This paper extends the method and its application. It extends the
method by using leaf-path ancestors of \cite{sampson00} instead of
trigrams, which capture internal syntactic structure---every leaf in
a parse tree records the path back to the root.
The corpus used for testing is the International Corpus of English,
Great Britain \cite{nelson02}, which contains syntactically
annotated speech of Great Britain. The speakers are grouped into
geographical regions based on place of birth. This is different in
both nature and number than previous experiments, which found
differences between two groups of Norwegian L2 learners of
English. We show that dialectal variation in eleven British regions from the ICE-GB
is detectable by our algorithm, using both leaf-ancestor paths and trigrams.
\end{abstract}
\section{Introduction}
In the measurement of linguistic distance, older work such as
\cite{seguy73} was able to measure distance in most areas of
linguistics, such as phonology, morphology, and syntax. The
features used for comparison were hand-picked based on
linguistic knowledge of the area being surveyed. These features,
while probably lacking in completeness of coverage, certainly allowed
a rough comparison of distance in all linguistic domains.

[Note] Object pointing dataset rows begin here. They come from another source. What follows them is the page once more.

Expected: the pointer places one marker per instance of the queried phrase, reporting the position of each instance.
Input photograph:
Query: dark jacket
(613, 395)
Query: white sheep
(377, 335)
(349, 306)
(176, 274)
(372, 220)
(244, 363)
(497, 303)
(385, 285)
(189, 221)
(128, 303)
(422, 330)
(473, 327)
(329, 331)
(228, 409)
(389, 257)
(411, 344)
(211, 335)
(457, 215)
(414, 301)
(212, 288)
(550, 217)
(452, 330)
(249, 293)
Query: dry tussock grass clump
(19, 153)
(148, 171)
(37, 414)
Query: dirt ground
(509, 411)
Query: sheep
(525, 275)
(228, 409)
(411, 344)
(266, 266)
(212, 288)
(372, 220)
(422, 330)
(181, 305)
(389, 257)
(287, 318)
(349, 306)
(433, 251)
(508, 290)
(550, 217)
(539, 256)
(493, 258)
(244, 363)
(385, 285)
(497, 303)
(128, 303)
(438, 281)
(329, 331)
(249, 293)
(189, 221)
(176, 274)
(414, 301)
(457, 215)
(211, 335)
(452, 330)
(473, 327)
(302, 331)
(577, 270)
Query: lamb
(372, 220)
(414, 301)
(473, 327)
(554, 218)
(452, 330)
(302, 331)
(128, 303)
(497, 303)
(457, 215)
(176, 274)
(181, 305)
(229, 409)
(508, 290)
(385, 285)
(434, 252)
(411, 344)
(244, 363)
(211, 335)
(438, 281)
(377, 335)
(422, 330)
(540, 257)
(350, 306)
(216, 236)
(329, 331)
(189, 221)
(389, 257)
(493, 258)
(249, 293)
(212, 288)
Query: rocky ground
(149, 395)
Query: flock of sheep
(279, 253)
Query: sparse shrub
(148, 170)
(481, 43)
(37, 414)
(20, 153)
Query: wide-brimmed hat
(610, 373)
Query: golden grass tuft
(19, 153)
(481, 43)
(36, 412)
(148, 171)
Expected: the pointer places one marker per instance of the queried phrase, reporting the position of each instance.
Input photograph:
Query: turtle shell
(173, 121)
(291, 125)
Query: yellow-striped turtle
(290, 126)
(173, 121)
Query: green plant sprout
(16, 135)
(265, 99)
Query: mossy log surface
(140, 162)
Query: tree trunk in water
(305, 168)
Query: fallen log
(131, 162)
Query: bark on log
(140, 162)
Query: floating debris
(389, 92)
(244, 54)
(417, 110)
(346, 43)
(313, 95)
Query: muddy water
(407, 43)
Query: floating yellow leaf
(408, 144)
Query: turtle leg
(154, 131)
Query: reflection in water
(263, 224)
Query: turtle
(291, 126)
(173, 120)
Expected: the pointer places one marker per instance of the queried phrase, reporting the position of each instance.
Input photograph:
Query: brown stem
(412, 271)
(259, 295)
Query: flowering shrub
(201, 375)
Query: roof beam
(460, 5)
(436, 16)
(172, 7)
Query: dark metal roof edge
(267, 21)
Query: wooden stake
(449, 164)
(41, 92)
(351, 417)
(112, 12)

In contrast, computational methods have
focused on a single area of language. For example, a method for
determining phonetic distance is given by \cite{heeringa04}. Heeringa
and others have also done related work on phonological distance in
\cite{nerbonne97} and \cite{gooskens04}. A measure of syntactic
distance is the obvious next step: \cite{nerbonne06} provide one such
method. This method approximates internal syntactic structure using
vectors of part-of-speech trigrams. The trigram types can then be
compared for statistically significant differences using a permutation
test.
This study can be extended in a few ways.
First, the trigram approximation works well, but it
does not necessarily capture all the information of syntactic
structure such as long-distance movement. Second,
the experiments did not test data for geographical dialect variation,
but compared two generations of Norwegian L2 learners of English, with
differences between ages of initial acquisition.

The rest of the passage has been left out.